Sara was 22 when she was diagnosed with relapsing remitting multiple sclerosis (MS).
"It all started when I was in my final year of university. I was travelling home from a job interview when somebody stole my purse. It was very upsetting.
"Then I woke the next day and couldn’t see properly. My vision was blurry in my left eye, and I couldn’t see colours clearly. I also had pain behind my eye. I went to the doctor, thinking it would be something like conjunctivitis, but my GP was so concerned that she sent me to hospital that night.
"After a series of tests I was diagnosed with optic neuritis, which is the swelling of the optic nerve. I didn’t realise it at the time, but this is sometimes one of the first signs of MS.
"I then saw a neurologist and had a magnetic resonance imaging (MRI) scan and some really uncomfortable eye tests. I was diagnosed with relapsing remitting MS and felt very scared.

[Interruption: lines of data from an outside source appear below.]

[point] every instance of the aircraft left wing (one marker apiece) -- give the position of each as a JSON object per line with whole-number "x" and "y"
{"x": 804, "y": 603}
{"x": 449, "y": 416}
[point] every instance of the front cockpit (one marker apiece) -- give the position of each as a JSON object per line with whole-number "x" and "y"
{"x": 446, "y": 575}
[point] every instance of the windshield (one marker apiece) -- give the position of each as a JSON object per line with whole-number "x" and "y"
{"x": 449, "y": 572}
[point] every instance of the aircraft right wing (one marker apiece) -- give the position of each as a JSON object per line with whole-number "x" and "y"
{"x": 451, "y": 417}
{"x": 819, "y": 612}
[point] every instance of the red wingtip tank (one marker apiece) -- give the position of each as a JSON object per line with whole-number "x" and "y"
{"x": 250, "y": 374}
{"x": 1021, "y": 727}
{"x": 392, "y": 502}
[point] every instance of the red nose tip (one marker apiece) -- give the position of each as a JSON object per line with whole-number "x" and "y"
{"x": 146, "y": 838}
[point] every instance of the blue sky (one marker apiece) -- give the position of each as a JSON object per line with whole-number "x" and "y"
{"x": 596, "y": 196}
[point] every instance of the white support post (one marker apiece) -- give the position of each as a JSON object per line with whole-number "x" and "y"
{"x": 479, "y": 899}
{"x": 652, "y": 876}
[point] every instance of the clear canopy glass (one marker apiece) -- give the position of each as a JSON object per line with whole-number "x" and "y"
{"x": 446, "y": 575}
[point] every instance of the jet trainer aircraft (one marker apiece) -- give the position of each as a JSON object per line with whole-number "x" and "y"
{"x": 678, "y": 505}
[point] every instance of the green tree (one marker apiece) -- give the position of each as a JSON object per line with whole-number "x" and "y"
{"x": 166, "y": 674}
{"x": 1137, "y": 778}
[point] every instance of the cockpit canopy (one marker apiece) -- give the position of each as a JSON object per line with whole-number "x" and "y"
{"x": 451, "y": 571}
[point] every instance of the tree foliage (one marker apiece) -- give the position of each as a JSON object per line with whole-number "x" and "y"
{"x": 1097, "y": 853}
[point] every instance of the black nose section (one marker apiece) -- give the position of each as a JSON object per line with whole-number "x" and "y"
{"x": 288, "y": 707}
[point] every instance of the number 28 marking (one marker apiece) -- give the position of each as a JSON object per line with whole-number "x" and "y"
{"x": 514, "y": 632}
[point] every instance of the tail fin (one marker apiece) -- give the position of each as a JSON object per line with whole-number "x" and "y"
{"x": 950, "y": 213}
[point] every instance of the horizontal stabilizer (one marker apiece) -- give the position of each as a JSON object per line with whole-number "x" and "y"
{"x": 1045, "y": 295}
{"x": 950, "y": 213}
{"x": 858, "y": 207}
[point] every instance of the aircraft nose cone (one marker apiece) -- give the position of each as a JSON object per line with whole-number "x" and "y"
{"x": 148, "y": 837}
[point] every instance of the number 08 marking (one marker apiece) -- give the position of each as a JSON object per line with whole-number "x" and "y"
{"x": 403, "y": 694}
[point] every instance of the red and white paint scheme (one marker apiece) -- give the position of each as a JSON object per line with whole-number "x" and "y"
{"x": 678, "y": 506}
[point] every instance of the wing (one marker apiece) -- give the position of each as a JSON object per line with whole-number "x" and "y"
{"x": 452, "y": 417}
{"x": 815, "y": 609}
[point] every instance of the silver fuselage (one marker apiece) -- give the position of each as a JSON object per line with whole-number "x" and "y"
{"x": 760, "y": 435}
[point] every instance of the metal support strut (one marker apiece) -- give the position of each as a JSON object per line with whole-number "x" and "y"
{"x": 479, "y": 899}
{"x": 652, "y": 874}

"By this time, it was six months after my initial eye problems and I was struggling to walk. I was weak, shaky and felt a lot of tingling in my body. My parents noticed I was dragging my left leg. But I think these symptoms were linked to stress – it was just after September 11th, and I remember feeling absolutely devastated.
"I was very fortunate. My neurologist thought I was very well-suited for beta interferon injections. Beta interferon is a disease-modifying medicine that reduces the number and severity of MS relapses.
"Three months later, I was approved for this treatment and started my weekly injections. The side effects were absolutely dreadful. I had flu-like symptoms, which began 24 to 48 hours after the injection.
"I’m still on the injections now, aged 30. Fortunately the side effects have now become less severe, although I do still suffer from them. Because the disease and treatment side effects can make you feel lousy, I’m prone to depression, so I also take antidepressants.
"But by looking at me, you’d never know I have the illness. I work full-time for the NHS, and am doing a Masters degree. I find that it really helps to keep a positive mental attitude.
"I still suffer from fatigue and eye problems, and I now wear glasses. Some days, when my leg isn’t working well, I just take it easy. My work colleagues have been very supportive.
"When I go for my hospital check-ups twice a year, I see people in wheelchairs who are clearly in a much worse condition than I am. I consider myself very lucky."